Garder mes souvenirs sur la peau
En faisant mes tatouages en rapport avec la famille ou en commun avec un membre de ma famille, ça sera toujours beau selon moi. Parce que ça a de l’importance. Je ne voulais pas m’en lasser. Ils sont aussi liés au temps, pour immortaliser une période ou une date importante pour moi et ceux qui m’entourent et que j’aime.
J’ai une famille vraiment soudée. Elle représente beaucoup pour moi. Tout le monde s’entend bien, il y a zéro problème. On se voit une ou deux fois par mois pour des repas ou des apéros, tous ensemble, où on rigole, on parle de tout. Il n’y a aucun sujet tabou.

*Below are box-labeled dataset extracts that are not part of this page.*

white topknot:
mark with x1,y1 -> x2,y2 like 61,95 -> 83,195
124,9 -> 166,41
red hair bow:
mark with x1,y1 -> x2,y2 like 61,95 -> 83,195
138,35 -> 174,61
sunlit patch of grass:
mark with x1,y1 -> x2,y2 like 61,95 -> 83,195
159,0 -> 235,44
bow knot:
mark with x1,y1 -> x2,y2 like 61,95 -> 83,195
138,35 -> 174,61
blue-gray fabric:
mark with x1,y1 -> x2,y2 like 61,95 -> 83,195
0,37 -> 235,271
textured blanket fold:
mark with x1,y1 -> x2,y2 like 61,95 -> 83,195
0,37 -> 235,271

Je suis très proche de mes parents. Je leur parle de tout ce que je fais. Que ce soit grave ou pas, important ou non…. Et il n’y a pas de jugement. Je fais plein de choses avec eux : des sorties ou des restos, surtout avec mon père. Ils m’aident beaucoup et me donnent des conseils pour tout. Pour l’école, pour réviser… ou avec ma copine quand des fois ça n’allait pas.

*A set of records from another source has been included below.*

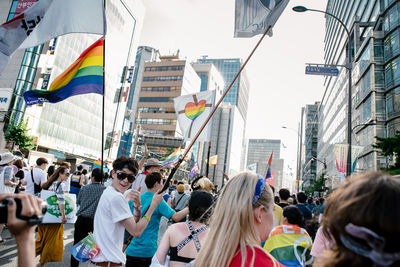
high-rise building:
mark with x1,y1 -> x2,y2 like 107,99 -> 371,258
302,102 -> 318,190
21,0 -> 144,164
197,56 -> 249,122
246,139 -> 284,188
118,46 -> 159,156
135,52 -> 201,147
317,0 -> 386,185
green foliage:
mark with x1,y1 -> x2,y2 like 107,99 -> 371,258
306,174 -> 325,195
4,121 -> 35,150
372,131 -> 400,169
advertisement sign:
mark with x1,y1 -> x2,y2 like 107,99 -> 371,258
40,190 -> 77,223
0,88 -> 14,112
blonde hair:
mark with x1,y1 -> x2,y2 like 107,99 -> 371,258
194,172 -> 273,267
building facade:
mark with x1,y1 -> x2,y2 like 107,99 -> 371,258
317,0 -> 388,187
24,0 -> 144,165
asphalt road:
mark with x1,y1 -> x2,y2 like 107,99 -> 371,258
0,224 -> 74,267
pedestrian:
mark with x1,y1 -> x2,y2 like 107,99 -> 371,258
71,168 -> 105,267
89,157 -> 163,267
25,158 -> 49,195
69,165 -> 83,197
264,205 -> 313,267
278,188 -> 290,209
314,172 -> 400,267
35,167 -> 70,266
132,157 -> 162,194
153,190 -> 213,267
296,192 -> 312,229
126,172 -> 189,267
194,172 -> 282,267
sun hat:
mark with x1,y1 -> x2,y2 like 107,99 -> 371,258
144,158 -> 162,167
0,152 -> 15,165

Liés à vie par les tatouages
J’ai deux autres idées de tatouage qui représentent encore un rapport avec le temps. Je voudrais faire le valknut. C’est un symbole viking qui représente trois triangles assemblés : le passé, le futur et le présent. Je trouve cette idée incroyable. Ça permettra de marquer les choses que j’ai vécues dans le passé et ce que je vis dans le présent. Pour ne pas oublier de vivre l’instant présent et me rappeler les bons moments. Ce sera sûrement un tatouage en commun avec mon père.
À l’adolescence, jouer avec son apparence devient un moyen de se découvrir et d’explorer son identité. Dans notre série, Gloria, Jade, Moha, Camille et Raphaël racontent comment ils ont grandi avec style.

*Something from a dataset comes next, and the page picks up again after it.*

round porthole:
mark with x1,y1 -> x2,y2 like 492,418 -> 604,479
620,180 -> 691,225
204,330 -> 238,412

Se faire tatouer ensemble (indépendamment du coup, car mes parents sont divorcés), ça nous rapproche encore plus. On a la même chose ancrée dans le corps donc, à chaque fois qu’on regarde le tatouage, on y pense.
J’aimerais aussi faire un arbre de vie, un autre symbole viking, en commun avec ma mère. Ce tatouage représente la vie et l’amour : tout ce qu’elle me donne.
Sam, 17 ans, lycéen, La Queue-les-Yvelines
Crédit photo Unsplash // CC Collins Lesulie
Qui sont les Français·es tatoué·es ?
Les jeunes : les moins de 35 ans sont 29 % à être tatoué·es, contre 1 % des plus de 65 ans.
Les femmes : elles sont 20 % à être tatouées contre 16 % des hommes.
Les ouvrier·es : elles et ils sont 38 % à être tatoué·es, contre 20 % chez les CSP+.
18 % des Français·es sont tatoué·es, et cette tendance ne fait qu’augmenter. Depuis 2010, leur nombre a doublé.